The technology could be applied to payments related to autonomous vehicles, for example for working out the price of a shared-vehicle taxi and taking payments for services, with the blockchain able to scale up to potentially millions of transactions per second — much faster than banks’ legacy payment systems.

It could also to facilitate the transferring of ownership of the vehicles themselves, just like how you might rent a car via the web today. A platform such as RxEAL could facilitate a smart contract for the renting or use of an autonomous vehicle. It could also handle the depositing of funds which would be stored securely on the Ethereum blockchain during the rental period, or until mutually approved action is initiated, with no ability for lessor to unilaterally access the deposited funds.

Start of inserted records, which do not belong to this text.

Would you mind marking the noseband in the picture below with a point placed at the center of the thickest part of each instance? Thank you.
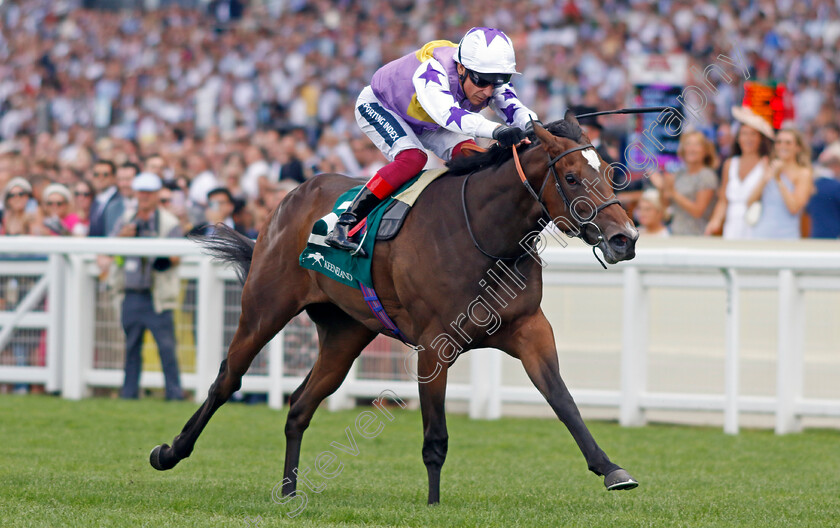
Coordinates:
(538, 197)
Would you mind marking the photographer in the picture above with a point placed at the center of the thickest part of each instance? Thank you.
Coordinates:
(150, 287)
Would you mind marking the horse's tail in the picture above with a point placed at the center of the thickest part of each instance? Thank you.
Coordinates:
(226, 246)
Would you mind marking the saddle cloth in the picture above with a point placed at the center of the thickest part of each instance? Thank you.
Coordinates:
(383, 223)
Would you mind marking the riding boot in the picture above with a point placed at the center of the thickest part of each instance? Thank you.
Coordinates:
(339, 237)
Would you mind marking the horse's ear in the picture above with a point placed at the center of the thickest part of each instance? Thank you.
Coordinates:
(570, 117)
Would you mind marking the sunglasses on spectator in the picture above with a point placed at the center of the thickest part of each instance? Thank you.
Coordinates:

Enthusiasts claim that using the blockchain to facilitate car-sharing makes for a safer system in which trust is no longer required. After all, the blockchain has no one central authority governing transactions and so no one user can gain control over it. And a smart contract such as RxEAL’s would solve the issue of trust involved in handing over security deposits to the other party for storage. Although this is true in practice, there are some hurdles that need to be overcome for the blockchain to empower autonomous vehicle sharing. 

For example, in a decentralized solution, there is no mechanism to account for unforeseen issues, such as damage done to a vehicle, or if it is lost. There has to be a mechanism in place to claim losses or damages caused by the renting party, so that a vehicle owner can recoup losses, and the solution needs to be aligned with jurisdictional regulations, which differ from US state to state. It is a similar case for peer-to-peer sharing of all assets, from power tools to industrial equipment and condos.

While there are roadblocks on the way to autonomous vehicle sharing, blockchain can smooth plenty of the bumps. A safer, quicker and more reliable service beckons with the blockchain.